Twitter beats Reuters, AP, CNN and Sky News on Turkish Jet crash
MIR reader Ashley Bolser sent me over this story he was reading at CNN. It describes how Twitter…
“stole a march on traditional media when it was the first outlet to publish dramatic pictures of the Turkish Airlines crash”
The report continues:
Moments after the plane crashed at Amsterdam’s Schipol airport on Wednesday morning the news was appearing on Twitter, iReport’s International Correspondent Errol Barnett said.
So Twitter nailed the international mainstream media? Again?
Well no.
Not quite.
SOME users of Twitter were on the ground when it happened. One, it seems, took a picture. One assumes that they Tweeted or Twitpic’ed the picture up to the internet. CNN then found out about it. Somehow. Then CNN checked with Dutch officials and confirmed the news. Then they took the Twitter picture ‘to air’.
This is really, really smart.
But there’s also about a billion different flaws with the approach.
If I was on the scene with ZERO Twitter followers, I sent in a Twitpic called DSC0101112.jpg, you’d never know about it.
Not unless I gave some context in my message.

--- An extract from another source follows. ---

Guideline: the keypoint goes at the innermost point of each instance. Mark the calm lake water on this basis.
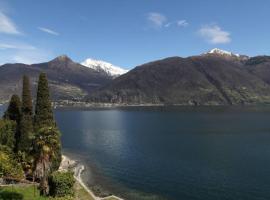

Like ‘plane crash in Amsterdam here is a picture:’ followed by the Twitpic URL. Or not unless I ‘atted’ the CNN iReport team.
You also need to be really smart with the text used in your Tweet so that people monitoring the public Twitter search system find the stuff. I imagine the CNN social media chaps have got permanent searches going on all the time like ‘plane crash’ and ‘nuclear missile’ or similar.
But Twitter isn’t an outlet. The frontpage of Twitter has absolutely NOTHING on the Turkish Jet Crash. So Twitter didn’t beat the Reuters photographer. Twitter replaced the Reuters/AP photo journalist platform and enabled CNN to get hold of the images.
Setting aside the obvious human tragedy of today’s news, the medium and the possibilities of Twitter are getting more and more exciting.
At some point I will be there when Paris Hilton falls out of a nightclub with Prince William, both naked, both kissing passionately and both holding previously unreleased Nokia N98 16 megapixel mobile handsets. And I will have my N95 8GB there, fully charged, with my 3G+ Vodafone data network poised to take my pixels to ShoZu and from thence to the world.
Have a read of the CNN story here.
I’m experiencing a renaissance in ‘value’ for mainstream media. I can’t be bothered to read through every single public twitter message and piece together what happened. Instead I’ll leave it to a journalist (or should that be ‘social network analyst?) to do the research and knock it together into a decent commentary that I can consume. I value that. Standby, I’m willing to bet The London Times will have an overview online in a few hours.